Multi-kilometer scale outcrops and near-outcrop research boreholes from fine-grained basin-floor lobes in the Karoo Basin (South Africa) allow their variability in sedimentary facies, architecture and flow processes to be constrained. Sixty-four outcrop logs (∼5 km total length) and 11 core logs (∼1 km) from Unit A, Laingsburg depocentre, and Fan 4, Tanqua depocentre, were integrated to compare basin-floor lobe deposits of different palaeo-seabed topographic and stratigraphic positions.
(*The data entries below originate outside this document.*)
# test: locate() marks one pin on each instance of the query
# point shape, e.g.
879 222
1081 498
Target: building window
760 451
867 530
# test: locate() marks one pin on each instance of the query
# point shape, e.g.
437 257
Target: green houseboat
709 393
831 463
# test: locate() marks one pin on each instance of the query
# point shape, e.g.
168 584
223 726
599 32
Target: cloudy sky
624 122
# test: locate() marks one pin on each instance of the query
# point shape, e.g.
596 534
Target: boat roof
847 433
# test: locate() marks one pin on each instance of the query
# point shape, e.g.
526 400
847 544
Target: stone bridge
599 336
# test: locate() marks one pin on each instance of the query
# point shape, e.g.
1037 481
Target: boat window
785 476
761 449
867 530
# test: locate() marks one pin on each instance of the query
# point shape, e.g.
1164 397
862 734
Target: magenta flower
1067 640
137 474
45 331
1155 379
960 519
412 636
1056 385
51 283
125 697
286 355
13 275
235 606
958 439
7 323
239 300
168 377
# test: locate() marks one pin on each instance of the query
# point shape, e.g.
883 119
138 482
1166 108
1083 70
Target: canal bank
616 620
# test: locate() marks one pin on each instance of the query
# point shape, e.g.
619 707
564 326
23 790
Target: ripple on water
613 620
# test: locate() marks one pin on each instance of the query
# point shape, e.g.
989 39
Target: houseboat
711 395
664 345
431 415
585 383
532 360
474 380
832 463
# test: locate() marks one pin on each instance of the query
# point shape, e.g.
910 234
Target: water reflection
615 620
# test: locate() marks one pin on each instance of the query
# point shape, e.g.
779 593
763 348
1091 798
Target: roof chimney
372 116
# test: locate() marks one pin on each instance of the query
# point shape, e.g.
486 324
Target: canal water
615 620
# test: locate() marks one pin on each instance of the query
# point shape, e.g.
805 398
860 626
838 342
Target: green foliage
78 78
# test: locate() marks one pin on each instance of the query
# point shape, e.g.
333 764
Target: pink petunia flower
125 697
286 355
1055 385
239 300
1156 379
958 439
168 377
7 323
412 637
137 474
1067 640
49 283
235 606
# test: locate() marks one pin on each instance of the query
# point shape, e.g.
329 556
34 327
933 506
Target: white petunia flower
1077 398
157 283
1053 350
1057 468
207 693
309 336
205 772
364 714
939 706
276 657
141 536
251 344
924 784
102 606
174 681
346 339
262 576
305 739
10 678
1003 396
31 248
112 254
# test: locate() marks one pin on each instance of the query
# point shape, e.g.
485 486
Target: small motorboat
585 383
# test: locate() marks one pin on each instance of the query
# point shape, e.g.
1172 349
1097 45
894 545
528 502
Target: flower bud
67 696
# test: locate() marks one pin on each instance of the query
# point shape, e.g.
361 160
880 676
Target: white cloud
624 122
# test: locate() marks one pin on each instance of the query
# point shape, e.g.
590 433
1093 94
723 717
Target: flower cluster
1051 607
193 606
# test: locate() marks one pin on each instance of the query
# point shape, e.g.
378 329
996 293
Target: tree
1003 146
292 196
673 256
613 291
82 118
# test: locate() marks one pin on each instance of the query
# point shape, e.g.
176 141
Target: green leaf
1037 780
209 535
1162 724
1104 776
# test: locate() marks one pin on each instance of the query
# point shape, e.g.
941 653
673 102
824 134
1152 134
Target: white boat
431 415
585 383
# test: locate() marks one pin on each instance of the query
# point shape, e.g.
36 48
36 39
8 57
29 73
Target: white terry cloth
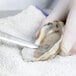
11 62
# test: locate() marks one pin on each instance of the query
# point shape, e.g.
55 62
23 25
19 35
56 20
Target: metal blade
9 38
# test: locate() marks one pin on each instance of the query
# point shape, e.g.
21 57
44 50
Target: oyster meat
48 38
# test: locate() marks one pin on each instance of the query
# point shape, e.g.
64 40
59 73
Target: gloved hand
65 9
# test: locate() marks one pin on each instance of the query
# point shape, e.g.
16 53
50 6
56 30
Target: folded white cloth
25 25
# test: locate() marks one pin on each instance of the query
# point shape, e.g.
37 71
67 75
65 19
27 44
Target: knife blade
15 40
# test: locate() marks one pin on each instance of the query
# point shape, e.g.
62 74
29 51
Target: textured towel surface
25 25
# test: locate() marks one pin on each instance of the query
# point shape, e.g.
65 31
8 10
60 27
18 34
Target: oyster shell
48 38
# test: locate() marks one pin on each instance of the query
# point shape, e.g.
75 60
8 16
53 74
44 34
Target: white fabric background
11 62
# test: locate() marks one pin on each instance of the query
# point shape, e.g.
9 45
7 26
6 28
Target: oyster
48 38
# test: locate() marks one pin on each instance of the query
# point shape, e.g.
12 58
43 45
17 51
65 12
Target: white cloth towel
25 25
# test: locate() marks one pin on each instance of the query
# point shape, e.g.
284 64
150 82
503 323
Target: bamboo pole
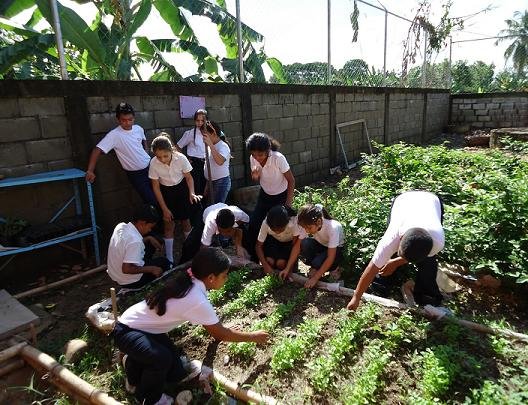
59 283
334 287
11 366
11 351
236 390
64 378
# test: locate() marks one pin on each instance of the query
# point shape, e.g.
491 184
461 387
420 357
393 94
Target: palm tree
102 52
518 49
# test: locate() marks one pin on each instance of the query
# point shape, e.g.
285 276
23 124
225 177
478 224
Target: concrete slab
14 317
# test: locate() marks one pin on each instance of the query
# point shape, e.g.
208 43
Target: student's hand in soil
260 336
353 303
193 198
312 281
153 241
390 267
90 176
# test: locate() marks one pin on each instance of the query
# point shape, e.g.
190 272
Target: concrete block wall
490 110
437 114
352 107
301 123
34 138
405 117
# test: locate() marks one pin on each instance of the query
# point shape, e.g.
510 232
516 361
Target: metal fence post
58 39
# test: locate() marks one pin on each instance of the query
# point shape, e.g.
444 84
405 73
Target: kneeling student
278 234
128 264
151 358
320 244
416 234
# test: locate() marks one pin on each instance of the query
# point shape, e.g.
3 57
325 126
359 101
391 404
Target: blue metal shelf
58 175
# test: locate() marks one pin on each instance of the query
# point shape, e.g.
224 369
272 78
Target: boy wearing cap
129 142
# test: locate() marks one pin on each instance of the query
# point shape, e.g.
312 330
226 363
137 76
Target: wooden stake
236 390
64 378
59 283
12 366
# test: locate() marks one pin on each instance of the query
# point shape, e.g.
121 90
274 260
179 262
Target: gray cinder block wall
49 125
490 110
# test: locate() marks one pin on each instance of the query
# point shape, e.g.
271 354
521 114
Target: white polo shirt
413 209
194 308
126 246
171 174
292 230
331 234
209 217
219 171
128 146
272 178
195 144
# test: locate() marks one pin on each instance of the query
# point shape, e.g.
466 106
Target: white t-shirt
194 307
292 230
209 217
126 246
171 174
413 209
195 145
128 146
330 235
272 178
219 171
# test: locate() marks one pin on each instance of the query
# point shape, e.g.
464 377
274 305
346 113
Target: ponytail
207 261
310 213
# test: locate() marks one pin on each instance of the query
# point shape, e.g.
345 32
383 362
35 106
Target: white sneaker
165 400
128 387
193 368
Lithofacies and architecture of lobe axis and lobe off-axis deposits are consistent across lobe complexes, being sand-prone and commonly amalgamated. However, two distinct lobe fringe settings, frontal and lateral, differ in their lithofacies and architecture. Frontal lobe fringes comprise structureless sandstone and hybrid bed deposits that may exhibit elongated finger-like shapes with abrupt sandstone pinchout. In contrast, lateral fringes are dominated by heterolithic traction-influenced deposits that gradually thin and fine in a simple taper geometry. Differences are interpreted to be related to primary flow processes: lateral lobe fringes are dominated by deposits from low-density turbidity currents, whereas frontal lobe fringes are dominated by deposits from high-density currents. Confinement is an important autogenic factor controlling dispersal and stacking patterns of lobes in lobe complexes. Successive lobe deposits in weakly confined to unconfined settings commonly exhibit compensational stacking driven by avulsion of distributive channels. Therefore, it is possible for lobe axes to abruptly overlie lobe fringes to form a complex 1D succession. Increasing confinement can change the dominant stacking pattern and lead to aggradationally and/or longitudinally stacked lobe deposits (e.g. Unit A). Lateral confinement enhances the difference between frontal and lateral lobe fringes and can lead to the stacking of lobe fringes at lobe, lobe complex and lobe complex set scales. Confinement can also act to modify lobe lithofacies. Lobe fringes that are stacked over several hierarchical scales show dominant climbing-ripple lamination and climbing (sigmoidal) bedforms; these bodies are ‘aggradational lobe fringes’.

New insights gained in this study will help to improve prediction of the stacking patterns and facies proportions of lobes during hydrocarbon field appraisal and development of submarine fans.